Where Star Fox was a showcase for polygonal graphics and Star Fox 64 came included with the Rumble Pak, an accessory that would popularize vibration feedback, a now-standard feature in most controllers, Star Fox Zero has the unenviable job of spotlighting the Wii U GamePad and its 6.2 inch imbedded screen. The union fits; Star Fox has always starred animals, and the expensive and misunderstood GamePad has been called an albatross around the stumbling console’s neck since day one.
Here it plays the role of Cockpit View. While the TV provides a view of your ship from behind, the GamePad offers a perspective directly from the pilot’s seat, and with a more accurate line down the gun turret’s reticule. You fly with the joysticks but you aim by moving the GamePad. The goal is to divorce your flight path from your laser-fire, giving you more agility and a chance to navigate the complex scenery while still locking onto baddies as they fly past.

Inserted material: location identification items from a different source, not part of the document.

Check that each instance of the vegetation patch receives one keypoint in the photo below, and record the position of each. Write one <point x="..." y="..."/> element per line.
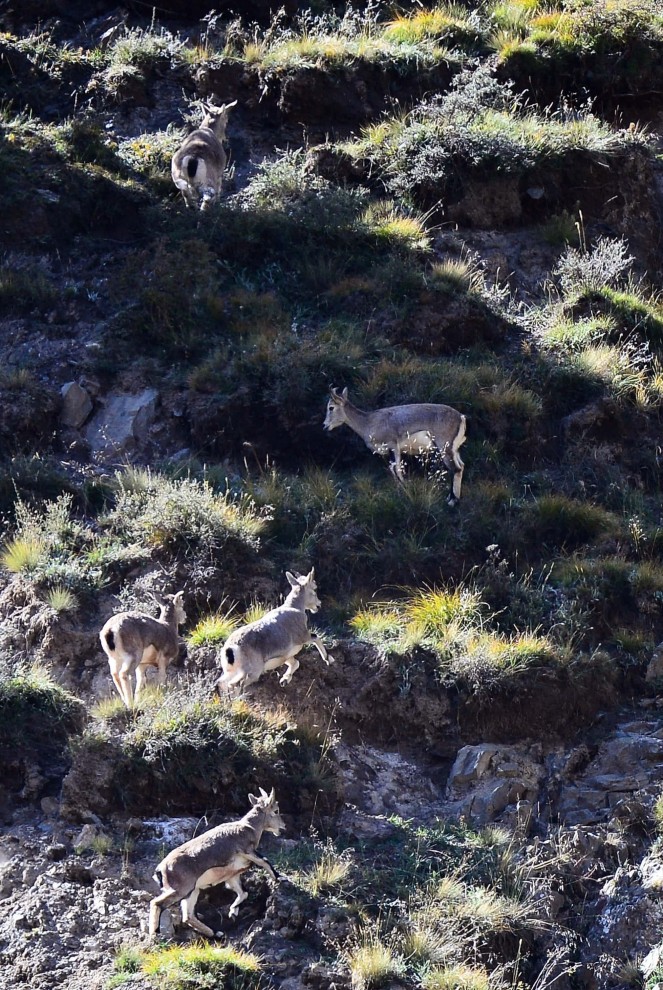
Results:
<point x="189" y="967"/>
<point x="37" y="720"/>
<point x="183" y="752"/>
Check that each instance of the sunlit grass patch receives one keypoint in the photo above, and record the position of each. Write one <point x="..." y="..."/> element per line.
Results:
<point x="456" y="977"/>
<point x="488" y="655"/>
<point x="389" y="222"/>
<point x="372" y="961"/>
<point x="213" y="629"/>
<point x="569" y="334"/>
<point x="192" y="967"/>
<point x="432" y="616"/>
<point x="450" y="23"/>
<point x="455" y="274"/>
<point x="330" y="871"/>
<point x="61" y="599"/>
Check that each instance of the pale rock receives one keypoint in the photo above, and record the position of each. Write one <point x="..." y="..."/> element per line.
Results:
<point x="76" y="405"/>
<point x="123" y="421"/>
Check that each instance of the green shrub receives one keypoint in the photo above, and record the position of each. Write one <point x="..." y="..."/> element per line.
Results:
<point x="555" y="520"/>
<point x="480" y="126"/>
<point x="185" y="751"/>
<point x="37" y="717"/>
<point x="173" y="291"/>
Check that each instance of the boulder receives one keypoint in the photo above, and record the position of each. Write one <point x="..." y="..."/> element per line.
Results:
<point x="123" y="421"/>
<point x="655" y="666"/>
<point x="76" y="405"/>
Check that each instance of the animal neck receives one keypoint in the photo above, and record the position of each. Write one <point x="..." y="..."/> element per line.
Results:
<point x="357" y="419"/>
<point x="255" y="820"/>
<point x="168" y="616"/>
<point x="296" y="599"/>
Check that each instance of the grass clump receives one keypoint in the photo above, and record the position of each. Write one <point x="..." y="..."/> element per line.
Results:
<point x="372" y="962"/>
<point x="455" y="626"/>
<point x="190" y="967"/>
<point x="61" y="599"/>
<point x="555" y="520"/>
<point x="182" y="514"/>
<point x="212" y="629"/>
<point x="423" y="618"/>
<point x="458" y="977"/>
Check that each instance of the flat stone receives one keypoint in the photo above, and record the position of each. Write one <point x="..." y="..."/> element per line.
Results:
<point x="471" y="763"/>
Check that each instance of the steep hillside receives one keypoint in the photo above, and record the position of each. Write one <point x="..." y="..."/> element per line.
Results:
<point x="458" y="205"/>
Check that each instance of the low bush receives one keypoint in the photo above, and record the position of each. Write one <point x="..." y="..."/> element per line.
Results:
<point x="37" y="721"/>
<point x="184" y="752"/>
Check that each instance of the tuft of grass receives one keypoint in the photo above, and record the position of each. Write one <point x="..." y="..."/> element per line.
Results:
<point x="371" y="961"/>
<point x="429" y="616"/>
<point x="387" y="221"/>
<point x="61" y="599"/>
<point x="457" y="977"/>
<point x="329" y="872"/>
<point x="445" y="22"/>
<point x="212" y="629"/>
<point x="455" y="275"/>
<point x="561" y="521"/>
<point x="193" y="967"/>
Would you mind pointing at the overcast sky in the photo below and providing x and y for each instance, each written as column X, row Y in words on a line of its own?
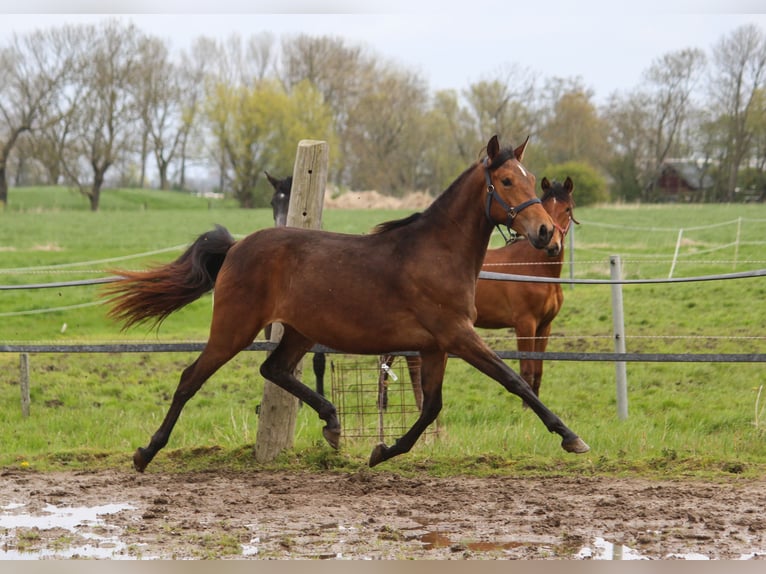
column 451, row 44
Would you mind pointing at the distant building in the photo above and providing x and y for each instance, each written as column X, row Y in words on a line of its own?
column 682, row 181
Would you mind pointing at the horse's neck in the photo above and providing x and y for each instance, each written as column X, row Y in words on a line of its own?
column 462, row 226
column 523, row 259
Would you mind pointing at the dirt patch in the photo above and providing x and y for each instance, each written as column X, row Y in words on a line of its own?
column 383, row 515
column 417, row 200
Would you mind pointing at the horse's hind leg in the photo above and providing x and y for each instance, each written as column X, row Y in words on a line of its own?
column 319, row 364
column 278, row 368
column 432, row 367
column 194, row 376
column 476, row 352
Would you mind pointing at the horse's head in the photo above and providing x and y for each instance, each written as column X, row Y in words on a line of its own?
column 280, row 201
column 559, row 203
column 511, row 198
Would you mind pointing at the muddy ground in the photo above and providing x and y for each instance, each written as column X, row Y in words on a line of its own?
column 379, row 515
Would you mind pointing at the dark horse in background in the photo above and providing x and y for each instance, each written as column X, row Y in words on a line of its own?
column 409, row 286
column 280, row 202
column 527, row 308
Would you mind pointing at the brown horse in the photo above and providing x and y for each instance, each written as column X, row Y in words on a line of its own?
column 408, row 286
column 280, row 204
column 529, row 308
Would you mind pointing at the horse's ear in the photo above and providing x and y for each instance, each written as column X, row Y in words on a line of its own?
column 272, row 180
column 519, row 151
column 493, row 146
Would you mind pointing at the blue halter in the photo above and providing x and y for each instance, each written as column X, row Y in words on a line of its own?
column 511, row 212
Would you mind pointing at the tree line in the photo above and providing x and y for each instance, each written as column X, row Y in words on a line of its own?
column 82, row 105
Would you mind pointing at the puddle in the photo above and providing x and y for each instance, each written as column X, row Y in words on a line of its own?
column 81, row 521
column 600, row 549
column 437, row 539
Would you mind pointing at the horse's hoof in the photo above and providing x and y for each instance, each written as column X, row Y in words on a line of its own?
column 576, row 445
column 332, row 436
column 139, row 463
column 378, row 454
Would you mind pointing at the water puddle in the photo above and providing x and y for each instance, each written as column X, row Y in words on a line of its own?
column 599, row 549
column 20, row 532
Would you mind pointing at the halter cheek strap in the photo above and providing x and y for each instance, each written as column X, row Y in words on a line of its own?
column 511, row 212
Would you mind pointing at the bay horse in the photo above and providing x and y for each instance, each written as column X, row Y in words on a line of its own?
column 527, row 308
column 409, row 285
column 280, row 203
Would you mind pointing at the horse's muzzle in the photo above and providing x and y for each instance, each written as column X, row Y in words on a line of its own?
column 543, row 236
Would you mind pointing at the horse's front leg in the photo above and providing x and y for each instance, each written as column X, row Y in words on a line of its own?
column 476, row 352
column 541, row 343
column 432, row 367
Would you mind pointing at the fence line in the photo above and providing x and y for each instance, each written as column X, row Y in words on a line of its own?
column 532, row 279
column 189, row 347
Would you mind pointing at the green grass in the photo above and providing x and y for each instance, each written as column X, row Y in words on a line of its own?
column 92, row 410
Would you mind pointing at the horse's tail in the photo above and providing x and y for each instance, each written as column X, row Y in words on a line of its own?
column 140, row 296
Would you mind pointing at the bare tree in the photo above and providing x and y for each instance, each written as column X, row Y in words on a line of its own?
column 343, row 73
column 165, row 119
column 503, row 105
column 32, row 71
column 385, row 132
column 739, row 75
column 572, row 129
column 671, row 81
column 108, row 112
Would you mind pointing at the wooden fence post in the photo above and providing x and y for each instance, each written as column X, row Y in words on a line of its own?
column 24, row 383
column 279, row 409
column 618, row 324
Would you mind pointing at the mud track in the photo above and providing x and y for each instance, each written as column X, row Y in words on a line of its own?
column 383, row 515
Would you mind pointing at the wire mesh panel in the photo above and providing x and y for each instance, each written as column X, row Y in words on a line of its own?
column 374, row 396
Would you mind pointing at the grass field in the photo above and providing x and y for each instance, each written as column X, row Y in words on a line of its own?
column 685, row 418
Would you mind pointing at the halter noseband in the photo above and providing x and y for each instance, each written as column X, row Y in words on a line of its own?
column 511, row 212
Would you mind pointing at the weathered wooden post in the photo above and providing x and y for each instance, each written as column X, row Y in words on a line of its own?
column 279, row 409
column 618, row 324
column 24, row 384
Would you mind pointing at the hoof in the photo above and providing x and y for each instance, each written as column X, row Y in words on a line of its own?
column 378, row 454
column 139, row 463
column 576, row 445
column 332, row 436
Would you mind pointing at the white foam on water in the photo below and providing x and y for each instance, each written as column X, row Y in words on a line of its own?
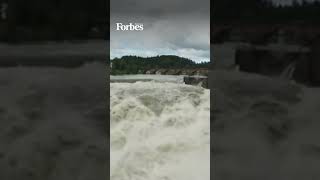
column 159, row 131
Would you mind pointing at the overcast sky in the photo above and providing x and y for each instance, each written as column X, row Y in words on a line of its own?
column 171, row 27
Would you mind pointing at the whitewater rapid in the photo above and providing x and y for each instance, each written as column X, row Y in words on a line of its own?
column 159, row 131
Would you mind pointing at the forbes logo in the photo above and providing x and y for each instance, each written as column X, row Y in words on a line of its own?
column 129, row 27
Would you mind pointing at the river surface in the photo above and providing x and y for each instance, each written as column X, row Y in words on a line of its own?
column 160, row 130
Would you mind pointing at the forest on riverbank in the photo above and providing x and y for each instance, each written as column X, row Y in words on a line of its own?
column 136, row 64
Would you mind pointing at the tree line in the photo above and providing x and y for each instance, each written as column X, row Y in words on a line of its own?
column 136, row 64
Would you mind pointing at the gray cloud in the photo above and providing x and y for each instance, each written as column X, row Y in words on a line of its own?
column 177, row 27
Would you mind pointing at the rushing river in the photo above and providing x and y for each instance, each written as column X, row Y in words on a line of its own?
column 159, row 131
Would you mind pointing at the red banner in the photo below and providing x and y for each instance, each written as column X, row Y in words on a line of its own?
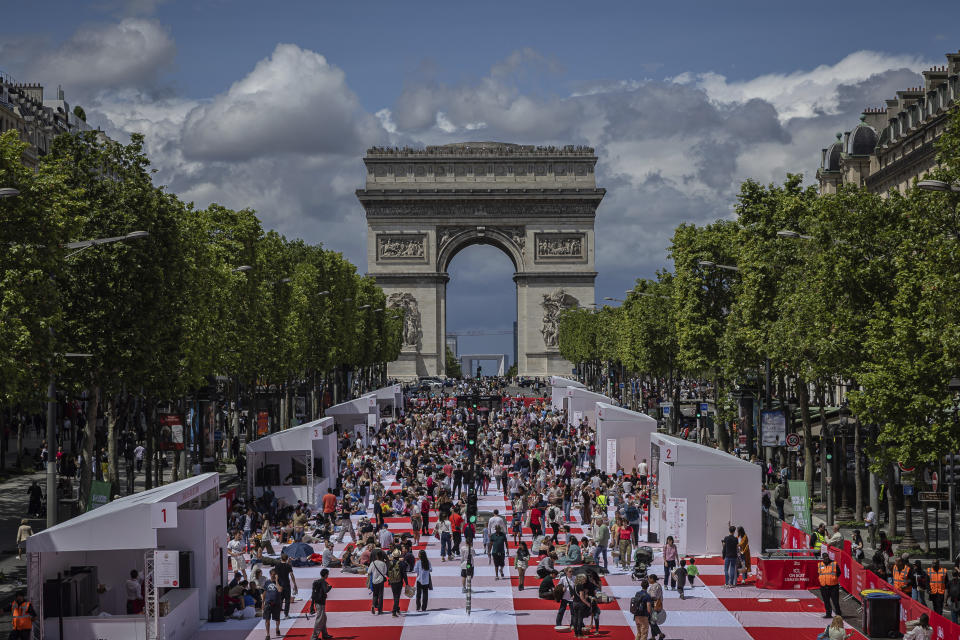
column 787, row 573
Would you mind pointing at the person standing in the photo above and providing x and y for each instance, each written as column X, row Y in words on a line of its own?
column 284, row 573
column 424, row 582
column 829, row 574
column 23, row 532
column 377, row 575
column 669, row 562
column 271, row 604
column 938, row 586
column 566, row 599
column 641, row 607
column 729, row 552
column 22, row 617
column 318, row 597
column 871, row 521
column 397, row 575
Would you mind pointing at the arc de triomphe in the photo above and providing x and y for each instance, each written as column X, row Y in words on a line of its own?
column 536, row 204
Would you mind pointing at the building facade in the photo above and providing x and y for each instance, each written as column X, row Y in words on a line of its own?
column 536, row 204
column 23, row 108
column 894, row 144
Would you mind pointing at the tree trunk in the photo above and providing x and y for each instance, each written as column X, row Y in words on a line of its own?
column 891, row 503
column 86, row 452
column 857, row 474
column 803, row 398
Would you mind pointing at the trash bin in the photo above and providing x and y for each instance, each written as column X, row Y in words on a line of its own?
column 881, row 613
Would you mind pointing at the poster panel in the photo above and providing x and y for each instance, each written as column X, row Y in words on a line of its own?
column 611, row 466
column 773, row 425
column 801, row 505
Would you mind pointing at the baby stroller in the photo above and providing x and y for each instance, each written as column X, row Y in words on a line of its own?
column 641, row 563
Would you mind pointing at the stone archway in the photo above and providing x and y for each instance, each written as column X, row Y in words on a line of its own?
column 536, row 204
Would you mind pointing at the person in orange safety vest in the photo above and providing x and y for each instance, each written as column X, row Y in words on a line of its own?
column 829, row 574
column 938, row 586
column 22, row 618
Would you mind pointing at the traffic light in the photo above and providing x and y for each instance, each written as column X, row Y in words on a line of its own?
column 951, row 468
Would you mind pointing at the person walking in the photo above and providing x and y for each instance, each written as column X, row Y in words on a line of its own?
column 669, row 562
column 729, row 553
column 422, row 570
column 22, row 617
column 520, row 562
column 566, row 599
column 743, row 547
column 23, row 532
column 829, row 574
column 938, row 586
column 271, row 604
column 318, row 598
column 377, row 576
column 642, row 608
column 397, row 576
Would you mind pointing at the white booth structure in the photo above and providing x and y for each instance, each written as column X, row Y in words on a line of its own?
column 354, row 416
column 296, row 464
column 174, row 536
column 558, row 390
column 697, row 492
column 581, row 405
column 389, row 400
column 623, row 438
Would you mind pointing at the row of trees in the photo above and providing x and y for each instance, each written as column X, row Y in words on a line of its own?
column 853, row 290
column 207, row 293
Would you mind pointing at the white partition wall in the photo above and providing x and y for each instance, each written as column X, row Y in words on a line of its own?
column 558, row 389
column 354, row 416
column 581, row 405
column 698, row 492
column 305, row 459
column 623, row 438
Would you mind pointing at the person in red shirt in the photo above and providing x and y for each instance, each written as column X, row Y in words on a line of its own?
column 329, row 502
column 456, row 526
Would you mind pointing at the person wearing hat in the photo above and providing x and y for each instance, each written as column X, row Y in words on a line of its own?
column 397, row 577
column 829, row 575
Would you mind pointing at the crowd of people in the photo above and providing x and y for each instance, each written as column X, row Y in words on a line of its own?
column 544, row 469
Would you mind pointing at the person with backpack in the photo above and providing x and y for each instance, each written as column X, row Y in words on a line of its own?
column 631, row 514
column 397, row 577
column 655, row 591
column 780, row 495
column 641, row 607
column 318, row 599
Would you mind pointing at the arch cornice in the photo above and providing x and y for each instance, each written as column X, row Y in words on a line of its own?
column 452, row 240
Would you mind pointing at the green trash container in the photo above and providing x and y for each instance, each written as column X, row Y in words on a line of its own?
column 881, row 613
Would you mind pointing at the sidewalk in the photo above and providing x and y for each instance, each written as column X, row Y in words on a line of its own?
column 13, row 507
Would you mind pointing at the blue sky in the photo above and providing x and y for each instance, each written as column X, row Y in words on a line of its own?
column 271, row 104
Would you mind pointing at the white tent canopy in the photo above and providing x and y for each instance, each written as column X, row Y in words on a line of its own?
column 698, row 492
column 623, row 438
column 558, row 389
column 125, row 523
column 389, row 399
column 307, row 455
column 581, row 405
column 354, row 416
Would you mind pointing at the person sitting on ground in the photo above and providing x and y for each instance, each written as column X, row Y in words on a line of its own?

At first you’re not sure where to direct your attention. Do you look at the TV and suffer from approximate aim? Or do you look at the controller and lose a sense of your surroundings? Here’s a line from my notes taken after my first play session: “I think it’ll be rewarding once you get the hang of it, but that might take…. weeks?” Fourteen days later, I’ve yet to attain mastery. But I’ve learned how to take advantage of the set-up to the point where it feels, finally, like an actual advantage and not a cumbersome, tacked-on gimmick.
If you were hoping for a grand story-rich adventure the scope of Mass Effect or Knights of the Old Republic, you have not been paying attention. For all its input and gameplay complexity, this is a stripped-down affair, heavy on replayable action and condensed down to its most unctuous bits. There are no drawn out cutscenes with over-serious space cadets; these are animals stuffed into flight gear, Maverick attitudes clashing with innocent ne’er-do-wells, and the dialogue fits. Star Fox Zero is an unashamed throwback; the pre-mission back-and-forth between General Pepper and the team takes almost every cue from the Nintendo 64 game, and doesn’t seem like it should exist in 2016. Yet here it is: a storybeat punctuated with a chipper “You can count on me!” spoken by the same voice actor, in fact, as in 1997.